The young people who led the recent protests are demanding more jobs. The World Bank estimates that countries in the Middle East and North Africa (MENA) region need to create some 100 million new jobs by 2020 to overcome unemployment. With today’s global knowledge-based economy, it will be hard to create so many without increasing opportunities for quality education for all, as well as job-related training programmes for young people.
The protestors were also demanding more rights and privileges (greater participation and democratization, more efficient and transparent governance, constitutional rule, and social equity). These can be achieved with formal and non-formal education programmes focusing on life skills and the development of responsible citizenship, as well as institutional capacity development programmes to improve management and strengthen governance systems.
If donors relax their commitment to education and to achieving EFA, most developing countries will be unable to meet these immense challenges. And, with hopes once again frustrated, non-violent movements and protests could turn into violence and armed conflict.

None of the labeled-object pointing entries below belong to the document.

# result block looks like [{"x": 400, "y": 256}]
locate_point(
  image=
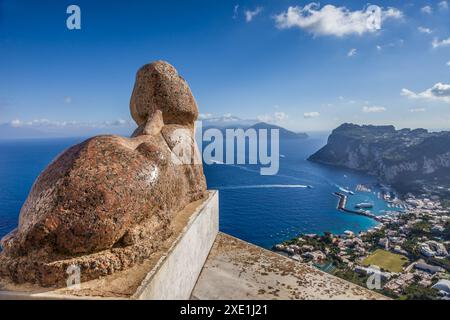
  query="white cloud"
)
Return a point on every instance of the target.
[
  {"x": 395, "y": 44},
  {"x": 440, "y": 43},
  {"x": 310, "y": 115},
  {"x": 74, "y": 124},
  {"x": 277, "y": 117},
  {"x": 333, "y": 21},
  {"x": 425, "y": 30},
  {"x": 249, "y": 14},
  {"x": 439, "y": 92},
  {"x": 427, "y": 9},
  {"x": 415, "y": 110},
  {"x": 352, "y": 52},
  {"x": 204, "y": 116},
  {"x": 373, "y": 109}
]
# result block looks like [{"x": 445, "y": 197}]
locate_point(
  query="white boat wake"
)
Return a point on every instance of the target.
[{"x": 265, "y": 186}]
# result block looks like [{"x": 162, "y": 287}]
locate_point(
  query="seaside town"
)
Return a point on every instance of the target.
[{"x": 408, "y": 251}]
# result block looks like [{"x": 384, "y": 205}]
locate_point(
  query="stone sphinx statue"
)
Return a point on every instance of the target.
[{"x": 106, "y": 204}]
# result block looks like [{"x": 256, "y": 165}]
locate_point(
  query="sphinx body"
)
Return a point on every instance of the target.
[{"x": 107, "y": 203}]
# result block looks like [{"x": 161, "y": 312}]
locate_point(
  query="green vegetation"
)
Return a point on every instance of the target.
[
  {"x": 417, "y": 292},
  {"x": 386, "y": 260}
]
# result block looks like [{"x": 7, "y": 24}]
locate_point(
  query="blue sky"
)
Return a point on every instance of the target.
[{"x": 303, "y": 66}]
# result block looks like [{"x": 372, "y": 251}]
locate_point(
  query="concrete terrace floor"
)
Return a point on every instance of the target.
[{"x": 237, "y": 270}]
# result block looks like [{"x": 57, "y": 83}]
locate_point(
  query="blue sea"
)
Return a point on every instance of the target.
[{"x": 263, "y": 210}]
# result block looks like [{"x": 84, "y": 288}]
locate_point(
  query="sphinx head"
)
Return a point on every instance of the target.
[{"x": 159, "y": 87}]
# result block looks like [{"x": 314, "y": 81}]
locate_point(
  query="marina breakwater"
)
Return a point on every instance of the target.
[{"x": 342, "y": 206}]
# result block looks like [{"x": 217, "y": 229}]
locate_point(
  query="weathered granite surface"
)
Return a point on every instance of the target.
[{"x": 107, "y": 203}]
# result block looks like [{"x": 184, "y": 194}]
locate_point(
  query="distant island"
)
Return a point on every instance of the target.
[{"x": 412, "y": 161}]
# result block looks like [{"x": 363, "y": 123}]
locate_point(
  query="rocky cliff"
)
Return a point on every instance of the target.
[{"x": 410, "y": 160}]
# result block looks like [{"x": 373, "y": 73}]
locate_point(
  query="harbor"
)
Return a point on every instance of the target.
[{"x": 342, "y": 206}]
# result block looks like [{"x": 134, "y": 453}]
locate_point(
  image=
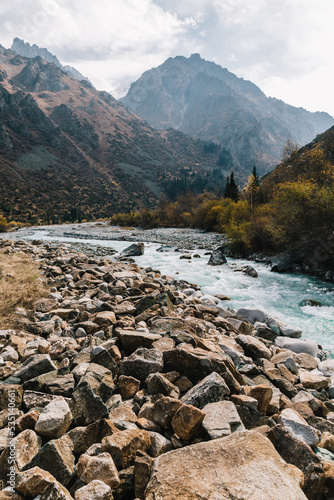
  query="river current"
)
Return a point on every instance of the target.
[{"x": 281, "y": 295}]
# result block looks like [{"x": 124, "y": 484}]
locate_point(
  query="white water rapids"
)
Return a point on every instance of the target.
[{"x": 281, "y": 295}]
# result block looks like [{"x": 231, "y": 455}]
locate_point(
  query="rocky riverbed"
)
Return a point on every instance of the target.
[{"x": 128, "y": 384}]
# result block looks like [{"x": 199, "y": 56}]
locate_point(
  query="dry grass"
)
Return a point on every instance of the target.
[{"x": 20, "y": 286}]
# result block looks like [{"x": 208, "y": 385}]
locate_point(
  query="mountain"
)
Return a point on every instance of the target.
[
  {"x": 65, "y": 145},
  {"x": 206, "y": 101},
  {"x": 31, "y": 51}
]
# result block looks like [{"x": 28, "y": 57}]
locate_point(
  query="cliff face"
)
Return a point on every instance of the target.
[
  {"x": 31, "y": 51},
  {"x": 204, "y": 100},
  {"x": 63, "y": 144}
]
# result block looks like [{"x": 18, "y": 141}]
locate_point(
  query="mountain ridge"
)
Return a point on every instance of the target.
[
  {"x": 206, "y": 101},
  {"x": 97, "y": 156}
]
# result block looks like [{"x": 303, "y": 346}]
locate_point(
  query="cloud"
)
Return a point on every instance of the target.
[{"x": 275, "y": 44}]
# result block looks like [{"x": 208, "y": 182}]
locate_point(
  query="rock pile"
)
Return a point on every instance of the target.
[{"x": 125, "y": 384}]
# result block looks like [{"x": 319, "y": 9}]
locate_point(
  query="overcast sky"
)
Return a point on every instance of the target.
[{"x": 284, "y": 46}]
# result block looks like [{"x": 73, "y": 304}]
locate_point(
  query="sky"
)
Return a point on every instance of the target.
[{"x": 283, "y": 46}]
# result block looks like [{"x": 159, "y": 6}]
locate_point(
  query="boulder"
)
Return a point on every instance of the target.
[
  {"x": 56, "y": 491},
  {"x": 242, "y": 465},
  {"x": 262, "y": 393},
  {"x": 311, "y": 380},
  {"x": 253, "y": 347},
  {"x": 212, "y": 388},
  {"x": 217, "y": 257},
  {"x": 250, "y": 271},
  {"x": 128, "y": 386},
  {"x": 133, "y": 250},
  {"x": 296, "y": 452},
  {"x": 101, "y": 467},
  {"x": 96, "y": 490},
  {"x": 34, "y": 366},
  {"x": 86, "y": 406},
  {"x": 298, "y": 427},
  {"x": 298, "y": 345},
  {"x": 54, "y": 420},
  {"x": 131, "y": 340},
  {"x": 141, "y": 363},
  {"x": 33, "y": 481},
  {"x": 164, "y": 410},
  {"x": 252, "y": 315},
  {"x": 56, "y": 457},
  {"x": 221, "y": 419},
  {"x": 157, "y": 383},
  {"x": 186, "y": 421},
  {"x": 123, "y": 446}
]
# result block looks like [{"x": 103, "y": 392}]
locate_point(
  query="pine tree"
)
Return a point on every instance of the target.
[{"x": 231, "y": 189}]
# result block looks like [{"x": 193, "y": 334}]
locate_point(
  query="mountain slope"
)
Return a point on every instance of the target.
[
  {"x": 204, "y": 100},
  {"x": 63, "y": 144},
  {"x": 31, "y": 51}
]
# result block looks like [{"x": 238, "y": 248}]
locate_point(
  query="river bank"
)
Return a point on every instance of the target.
[
  {"x": 125, "y": 380},
  {"x": 286, "y": 296}
]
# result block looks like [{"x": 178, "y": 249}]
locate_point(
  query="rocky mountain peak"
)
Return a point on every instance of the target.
[
  {"x": 31, "y": 51},
  {"x": 206, "y": 101}
]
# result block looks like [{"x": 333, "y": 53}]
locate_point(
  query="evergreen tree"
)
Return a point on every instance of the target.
[{"x": 231, "y": 189}]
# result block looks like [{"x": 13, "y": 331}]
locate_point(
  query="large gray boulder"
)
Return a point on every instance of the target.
[
  {"x": 212, "y": 388},
  {"x": 217, "y": 257},
  {"x": 133, "y": 250},
  {"x": 298, "y": 345},
  {"x": 242, "y": 465}
]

IIEP’s work on the financing of education and the development of employable skills through secondary and post-secondary education and training, can provide much-needed input for policy dialogue among UNESCO Member States and development partners. We would like to think that it could also be a starting point for a ‘virtuous circle’ to recover economic and governance stability. In addition, the IIEP approach to sector planning – which focuses on the participation of stakeholders at all levels down to the school and community – will continue to encourage empowerment, democratization, and conflict mitigation.